La niña brinca descalza por un prado enlomado; tras ella, suspendida en el aire, la birlocha se agita en su intento por zafarse del hilo que la mantiene presa. Mecida por la brisa, voltea y se sacude cual pececito atrapado al extremo de una caña de pescar.
—Los catequistas os han emponzoñado el cerebro ¿Cómo puede mezclarse a Cristo con Marx?
Una descarga eléctrica corta su respiración. El dolor se esparce. Piel, músculo, hueso, se hermanan en una agitación como de metal fundido sumergido en agua.

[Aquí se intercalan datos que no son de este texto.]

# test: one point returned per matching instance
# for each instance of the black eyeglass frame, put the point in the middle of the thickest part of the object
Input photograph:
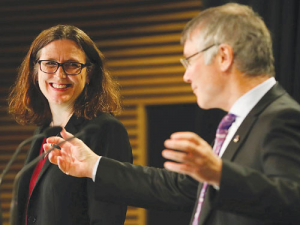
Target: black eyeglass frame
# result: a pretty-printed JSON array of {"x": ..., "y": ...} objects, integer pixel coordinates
[
  {"x": 185, "y": 61},
  {"x": 82, "y": 65}
]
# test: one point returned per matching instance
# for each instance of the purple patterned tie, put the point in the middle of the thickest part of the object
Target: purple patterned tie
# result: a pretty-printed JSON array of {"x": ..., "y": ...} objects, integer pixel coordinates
[{"x": 219, "y": 140}]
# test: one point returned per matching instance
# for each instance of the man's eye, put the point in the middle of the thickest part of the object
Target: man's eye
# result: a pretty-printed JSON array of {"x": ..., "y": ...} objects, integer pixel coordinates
[
  {"x": 50, "y": 63},
  {"x": 73, "y": 65}
]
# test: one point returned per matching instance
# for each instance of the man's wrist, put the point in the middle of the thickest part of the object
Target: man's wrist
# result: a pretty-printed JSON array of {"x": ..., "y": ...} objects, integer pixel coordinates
[{"x": 95, "y": 167}]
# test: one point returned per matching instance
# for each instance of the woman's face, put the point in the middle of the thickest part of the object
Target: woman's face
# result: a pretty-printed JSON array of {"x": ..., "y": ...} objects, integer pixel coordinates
[{"x": 58, "y": 88}]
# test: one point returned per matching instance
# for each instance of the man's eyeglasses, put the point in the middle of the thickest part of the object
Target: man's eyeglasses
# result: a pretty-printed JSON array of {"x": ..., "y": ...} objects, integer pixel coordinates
[
  {"x": 185, "y": 61},
  {"x": 70, "y": 68}
]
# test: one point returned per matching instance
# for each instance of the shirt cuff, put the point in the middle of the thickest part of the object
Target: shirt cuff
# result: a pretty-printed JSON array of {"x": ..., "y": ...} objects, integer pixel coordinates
[{"x": 95, "y": 168}]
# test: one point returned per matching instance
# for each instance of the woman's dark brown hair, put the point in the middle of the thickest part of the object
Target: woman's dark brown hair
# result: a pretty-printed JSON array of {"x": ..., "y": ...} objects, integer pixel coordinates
[{"x": 27, "y": 103}]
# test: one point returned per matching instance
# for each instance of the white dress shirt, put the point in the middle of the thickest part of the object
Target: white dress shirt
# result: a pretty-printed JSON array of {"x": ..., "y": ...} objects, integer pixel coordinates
[{"x": 244, "y": 105}]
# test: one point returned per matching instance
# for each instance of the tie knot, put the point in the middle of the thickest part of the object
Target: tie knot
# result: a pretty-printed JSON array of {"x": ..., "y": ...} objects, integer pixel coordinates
[{"x": 227, "y": 121}]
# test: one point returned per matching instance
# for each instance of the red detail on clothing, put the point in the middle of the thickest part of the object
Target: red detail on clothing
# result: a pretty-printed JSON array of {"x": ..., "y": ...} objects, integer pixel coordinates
[
  {"x": 37, "y": 170},
  {"x": 35, "y": 175}
]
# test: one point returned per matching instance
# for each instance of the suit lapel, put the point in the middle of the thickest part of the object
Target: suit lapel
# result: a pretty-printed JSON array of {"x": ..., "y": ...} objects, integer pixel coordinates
[{"x": 235, "y": 144}]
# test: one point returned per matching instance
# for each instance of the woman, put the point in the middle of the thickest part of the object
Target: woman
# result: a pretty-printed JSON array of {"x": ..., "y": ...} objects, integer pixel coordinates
[{"x": 63, "y": 82}]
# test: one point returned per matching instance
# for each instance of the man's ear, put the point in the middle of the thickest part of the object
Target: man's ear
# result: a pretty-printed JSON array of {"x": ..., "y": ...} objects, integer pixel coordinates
[{"x": 226, "y": 56}]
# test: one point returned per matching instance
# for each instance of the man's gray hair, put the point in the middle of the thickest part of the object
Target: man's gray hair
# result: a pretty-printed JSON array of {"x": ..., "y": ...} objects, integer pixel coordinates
[{"x": 241, "y": 28}]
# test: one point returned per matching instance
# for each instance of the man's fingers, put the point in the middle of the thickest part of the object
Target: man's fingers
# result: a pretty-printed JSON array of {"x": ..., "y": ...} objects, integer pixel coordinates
[
  {"x": 190, "y": 136},
  {"x": 182, "y": 145},
  {"x": 175, "y": 155}
]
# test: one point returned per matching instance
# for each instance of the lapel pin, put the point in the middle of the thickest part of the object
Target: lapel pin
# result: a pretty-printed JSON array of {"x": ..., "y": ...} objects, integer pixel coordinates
[{"x": 236, "y": 138}]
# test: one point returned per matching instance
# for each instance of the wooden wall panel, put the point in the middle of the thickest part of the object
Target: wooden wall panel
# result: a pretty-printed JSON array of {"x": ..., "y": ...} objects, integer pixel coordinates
[{"x": 140, "y": 39}]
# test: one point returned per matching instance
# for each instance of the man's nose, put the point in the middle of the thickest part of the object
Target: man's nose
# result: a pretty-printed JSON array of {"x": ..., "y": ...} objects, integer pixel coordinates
[{"x": 186, "y": 77}]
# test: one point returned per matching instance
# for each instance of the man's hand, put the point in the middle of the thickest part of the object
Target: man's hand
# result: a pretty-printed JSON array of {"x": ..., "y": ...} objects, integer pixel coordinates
[
  {"x": 193, "y": 157},
  {"x": 74, "y": 158}
]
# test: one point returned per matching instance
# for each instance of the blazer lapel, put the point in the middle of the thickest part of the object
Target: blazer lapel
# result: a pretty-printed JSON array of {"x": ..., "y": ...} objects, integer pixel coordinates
[{"x": 241, "y": 134}]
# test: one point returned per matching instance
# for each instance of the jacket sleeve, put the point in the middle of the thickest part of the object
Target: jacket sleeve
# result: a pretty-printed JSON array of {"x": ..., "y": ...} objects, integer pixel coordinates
[
  {"x": 145, "y": 187},
  {"x": 270, "y": 191},
  {"x": 111, "y": 141}
]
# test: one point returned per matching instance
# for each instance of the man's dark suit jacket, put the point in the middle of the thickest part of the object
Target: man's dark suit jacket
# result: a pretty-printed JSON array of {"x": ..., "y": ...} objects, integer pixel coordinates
[
  {"x": 65, "y": 200},
  {"x": 260, "y": 182}
]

—De las uniones antinaturales solo pueden surgir monstruos.
La chica siente que la voz y los movimientos del hombre junto a la picana, se aglutinan, se encarnan en el monstruo que siempre la ha acechado. El mismo ser deforme de su infancia que esperaba agazapado bajo la litera, dispuesto a materializar terrores nocturnos olvidados.
Acelera el trote por el prado en dirección a la cima de la loma, la cometa despliega nuevos giros en el aire en su pugna por escapar. La niña se detiene, observa el pedazo de plástico desgarrado y sonríe. Sonríe al volantín, al aire limpio de aquella remota mañana, a su padre. Un campesino afable que proyecta bajo la loma su risueño semblante hacia todas las cosas. Hacia la danzante cometa y hacia el jugueteo de su pequeña con el voluble temperamento del aire.
—¿Dónde están ahora esos curas con sus discursos subversivos? ¡Os han abandonado!
Siente un nuevo dolor, un dolor distinto. Una opresión en el cuerpo, un desgarro en el bajo vientre. La invasión se repite una vez y otra, y otra, y otra…
Recoge la cometa de imitación con su rudimentario sedal. Un último empellón de la brisa hace que el pedazo de plástico se adhiera a su cara. La funda del banano, la medusa de indigestión mortal, la improvisada capucha de un reo ahoga la respiración de la guerrillera. La mujer jadea, la falta de circulación sanguínea ha convertido sus miembros superiores en dos objetos inertes. Con los brazos esculpidos en piedra, despierta a la conciencia.
—¿Habrá que matarla, no? –insiste el oficial.
Mario también jadea, el frío sudor de su frente recobra ánimos.
—Claro que sí.
El militar despoja a la chica de la bolsa plástica. Pero la muchacha está ya lejos, muy lejos.
Alina sonríe a su padre desde lo alto de la loma.
—¿Puedo jugar un ratito más, papá?
—Claro que sí.
Cuatro, cinco disparos resuenan en la bodega, dispersándose el sonido entre los toneles preñados de ron añejo.
Alina observa el rostro de su padre, de repente parece demacrado, surcado de arrugas cinceladas por una honda tristeza. Pero ella es sólo una niña, no puede ni debe captar ciertos detalles de los mayores. Suelta de nuevo al aire el plástico desgarrado y corretea prado abajo con sus pies menudos, desapareciendo feliz tras la loma. Ya solo la humilde birlocha alcanza a vislumbrarse, en su obstinada batalla contra el viento y la carrera de la niña, unida a ésta por un hilo tan frágil como la vida.